Cr-induced modifications in the structural,photoluminescence and acetone-sensing behaviour of hydrothermally synthesised SnO2 nanoparticles

Cr-doped SnO₂ nanoparticles have been synthesised by the hydrothermal route, using SnCl₄·5H₂O as the host precursor and C₁₅H₂₁CrO₆ as the source of dopant. The structural and morphological studies have been carried out by X-ray diffraction, transmission electron microscopy and scanning electron spectroscopy, which reveal a tetragonal rutile structure of SnO₂ nanoparticles and improvement in the crystallinity upon Cr doping. Compositional analyses by energy-dispersive X-ray confirm the incorporation of Cr ions into the SnO₂ lattice. The existence of defect levels in the visible region has been studied by photoluminescence. The room-temperature electrical conductivity decreases with Cr doping due to the replacement of Sn⁴⁺ ions by Cr³⁺ ions.
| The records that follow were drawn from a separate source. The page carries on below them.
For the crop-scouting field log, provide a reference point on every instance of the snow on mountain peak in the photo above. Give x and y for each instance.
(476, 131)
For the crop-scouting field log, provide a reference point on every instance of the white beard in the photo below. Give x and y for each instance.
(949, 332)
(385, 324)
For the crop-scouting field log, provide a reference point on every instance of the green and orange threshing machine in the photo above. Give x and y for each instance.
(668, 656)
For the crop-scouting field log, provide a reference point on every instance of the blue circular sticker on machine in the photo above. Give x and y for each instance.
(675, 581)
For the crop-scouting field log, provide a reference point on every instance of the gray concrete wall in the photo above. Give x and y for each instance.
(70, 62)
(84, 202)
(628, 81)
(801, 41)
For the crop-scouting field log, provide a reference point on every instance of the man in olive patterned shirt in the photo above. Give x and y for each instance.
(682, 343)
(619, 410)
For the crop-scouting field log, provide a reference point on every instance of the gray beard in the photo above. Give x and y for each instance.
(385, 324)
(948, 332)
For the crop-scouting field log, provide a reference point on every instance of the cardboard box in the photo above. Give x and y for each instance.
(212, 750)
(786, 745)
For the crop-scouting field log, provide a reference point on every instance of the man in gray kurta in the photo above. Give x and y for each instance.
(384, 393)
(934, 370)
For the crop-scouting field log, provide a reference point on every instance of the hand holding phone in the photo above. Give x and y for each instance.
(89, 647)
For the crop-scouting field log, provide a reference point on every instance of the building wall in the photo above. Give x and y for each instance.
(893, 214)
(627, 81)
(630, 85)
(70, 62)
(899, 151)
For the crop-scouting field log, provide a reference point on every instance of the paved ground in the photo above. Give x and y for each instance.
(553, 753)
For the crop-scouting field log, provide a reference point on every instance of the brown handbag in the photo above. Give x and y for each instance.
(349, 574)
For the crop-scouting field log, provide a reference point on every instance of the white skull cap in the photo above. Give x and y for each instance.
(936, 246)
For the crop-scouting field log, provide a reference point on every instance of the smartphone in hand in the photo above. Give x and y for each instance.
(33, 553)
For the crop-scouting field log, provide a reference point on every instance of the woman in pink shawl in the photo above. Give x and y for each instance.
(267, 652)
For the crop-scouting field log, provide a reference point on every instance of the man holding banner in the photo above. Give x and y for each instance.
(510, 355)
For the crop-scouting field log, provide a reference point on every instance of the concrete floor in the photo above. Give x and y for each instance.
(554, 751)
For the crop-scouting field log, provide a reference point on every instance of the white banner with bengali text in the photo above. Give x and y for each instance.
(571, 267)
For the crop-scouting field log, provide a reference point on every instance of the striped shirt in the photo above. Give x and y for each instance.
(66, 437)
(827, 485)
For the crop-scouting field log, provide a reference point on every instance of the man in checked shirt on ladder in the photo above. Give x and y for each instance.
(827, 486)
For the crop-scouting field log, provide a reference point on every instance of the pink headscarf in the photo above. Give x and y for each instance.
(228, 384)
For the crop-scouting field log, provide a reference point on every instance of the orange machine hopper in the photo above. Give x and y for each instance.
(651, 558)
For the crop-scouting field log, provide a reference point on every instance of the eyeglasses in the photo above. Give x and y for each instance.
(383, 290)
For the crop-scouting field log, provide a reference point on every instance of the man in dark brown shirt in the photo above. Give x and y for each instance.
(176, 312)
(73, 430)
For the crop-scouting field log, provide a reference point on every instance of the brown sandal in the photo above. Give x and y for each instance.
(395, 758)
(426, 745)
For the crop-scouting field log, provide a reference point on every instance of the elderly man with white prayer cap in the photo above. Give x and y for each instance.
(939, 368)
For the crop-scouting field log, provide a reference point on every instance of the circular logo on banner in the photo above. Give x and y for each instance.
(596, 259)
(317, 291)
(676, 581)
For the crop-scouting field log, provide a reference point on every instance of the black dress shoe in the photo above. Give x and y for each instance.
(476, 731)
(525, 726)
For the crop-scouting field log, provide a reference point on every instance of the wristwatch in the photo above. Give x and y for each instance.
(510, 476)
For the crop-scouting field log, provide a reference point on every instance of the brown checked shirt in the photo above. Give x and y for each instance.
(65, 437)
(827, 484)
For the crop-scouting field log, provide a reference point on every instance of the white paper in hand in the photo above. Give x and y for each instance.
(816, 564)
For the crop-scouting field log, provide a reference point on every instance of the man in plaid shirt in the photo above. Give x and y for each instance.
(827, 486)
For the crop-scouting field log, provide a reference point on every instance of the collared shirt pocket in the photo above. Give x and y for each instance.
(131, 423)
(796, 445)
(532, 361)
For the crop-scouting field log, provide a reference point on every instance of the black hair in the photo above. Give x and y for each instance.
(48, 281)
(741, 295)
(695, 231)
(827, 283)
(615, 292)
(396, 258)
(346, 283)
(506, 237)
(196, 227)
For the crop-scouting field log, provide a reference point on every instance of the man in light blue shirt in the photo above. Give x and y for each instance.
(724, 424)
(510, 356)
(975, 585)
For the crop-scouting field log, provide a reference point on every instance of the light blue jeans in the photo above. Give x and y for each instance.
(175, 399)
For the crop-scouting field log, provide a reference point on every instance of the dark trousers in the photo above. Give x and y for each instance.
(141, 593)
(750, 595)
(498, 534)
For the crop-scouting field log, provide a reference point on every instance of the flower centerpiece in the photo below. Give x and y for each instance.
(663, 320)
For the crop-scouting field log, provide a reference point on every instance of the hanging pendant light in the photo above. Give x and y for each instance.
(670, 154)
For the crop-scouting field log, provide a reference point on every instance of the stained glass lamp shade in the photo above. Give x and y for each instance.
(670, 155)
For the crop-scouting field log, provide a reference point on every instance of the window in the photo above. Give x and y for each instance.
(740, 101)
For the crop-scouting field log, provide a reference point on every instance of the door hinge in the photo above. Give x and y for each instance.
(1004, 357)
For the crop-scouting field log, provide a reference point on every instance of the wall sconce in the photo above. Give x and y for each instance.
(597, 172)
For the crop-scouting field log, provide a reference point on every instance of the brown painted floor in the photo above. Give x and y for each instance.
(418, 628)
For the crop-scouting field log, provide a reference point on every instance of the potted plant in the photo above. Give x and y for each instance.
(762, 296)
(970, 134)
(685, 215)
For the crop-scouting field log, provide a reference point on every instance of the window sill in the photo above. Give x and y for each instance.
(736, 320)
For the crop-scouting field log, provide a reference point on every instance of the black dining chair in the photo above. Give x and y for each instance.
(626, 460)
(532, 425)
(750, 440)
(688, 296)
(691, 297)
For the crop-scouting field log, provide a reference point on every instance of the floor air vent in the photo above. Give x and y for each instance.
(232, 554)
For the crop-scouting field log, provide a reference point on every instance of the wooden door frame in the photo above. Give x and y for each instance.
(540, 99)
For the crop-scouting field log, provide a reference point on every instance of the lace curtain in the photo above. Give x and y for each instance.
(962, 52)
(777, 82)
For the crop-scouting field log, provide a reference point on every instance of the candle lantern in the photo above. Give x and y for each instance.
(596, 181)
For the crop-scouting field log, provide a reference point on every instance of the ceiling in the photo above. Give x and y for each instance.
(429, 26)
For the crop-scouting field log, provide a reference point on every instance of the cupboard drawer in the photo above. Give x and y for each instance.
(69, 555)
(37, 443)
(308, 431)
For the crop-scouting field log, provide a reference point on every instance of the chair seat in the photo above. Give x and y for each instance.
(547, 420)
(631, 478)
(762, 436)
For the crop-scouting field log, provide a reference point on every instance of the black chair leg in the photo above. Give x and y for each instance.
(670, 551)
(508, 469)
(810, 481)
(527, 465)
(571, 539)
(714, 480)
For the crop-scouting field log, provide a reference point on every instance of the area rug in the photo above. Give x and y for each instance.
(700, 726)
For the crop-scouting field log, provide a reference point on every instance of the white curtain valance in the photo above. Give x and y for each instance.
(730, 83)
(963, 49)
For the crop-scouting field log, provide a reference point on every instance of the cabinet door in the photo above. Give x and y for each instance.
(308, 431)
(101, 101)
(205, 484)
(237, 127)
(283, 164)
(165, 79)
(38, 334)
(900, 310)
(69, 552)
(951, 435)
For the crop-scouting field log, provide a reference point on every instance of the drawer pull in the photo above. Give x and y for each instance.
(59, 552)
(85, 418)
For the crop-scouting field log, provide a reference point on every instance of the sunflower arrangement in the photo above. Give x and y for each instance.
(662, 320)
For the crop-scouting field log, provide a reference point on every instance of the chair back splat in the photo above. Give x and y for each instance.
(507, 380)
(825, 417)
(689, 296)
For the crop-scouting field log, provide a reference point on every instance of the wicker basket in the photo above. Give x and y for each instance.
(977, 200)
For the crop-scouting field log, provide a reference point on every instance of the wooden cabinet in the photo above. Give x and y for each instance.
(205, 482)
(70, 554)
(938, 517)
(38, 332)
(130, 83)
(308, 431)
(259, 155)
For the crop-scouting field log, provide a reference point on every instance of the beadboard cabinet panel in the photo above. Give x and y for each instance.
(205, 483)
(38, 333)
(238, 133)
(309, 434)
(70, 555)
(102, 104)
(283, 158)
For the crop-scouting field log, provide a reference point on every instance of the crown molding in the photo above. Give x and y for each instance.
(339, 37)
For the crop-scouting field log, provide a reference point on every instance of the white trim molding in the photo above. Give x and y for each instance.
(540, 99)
The response to acetone has been found to improve with the increase of Cr-doping concentration relative to the undoped SnO₂, except in the case of 0.5 at% Cr-doped sample where it decreases at low concentrations (up to 30 ppm) and operating temperatures (up to 200 °C). The response time decreases with the increasing Cr-doping concentration and is found to be minimum for the 1.5 at% Cr-doped SnO₂. A possible reaction mechanism of acetone sensing has been explained.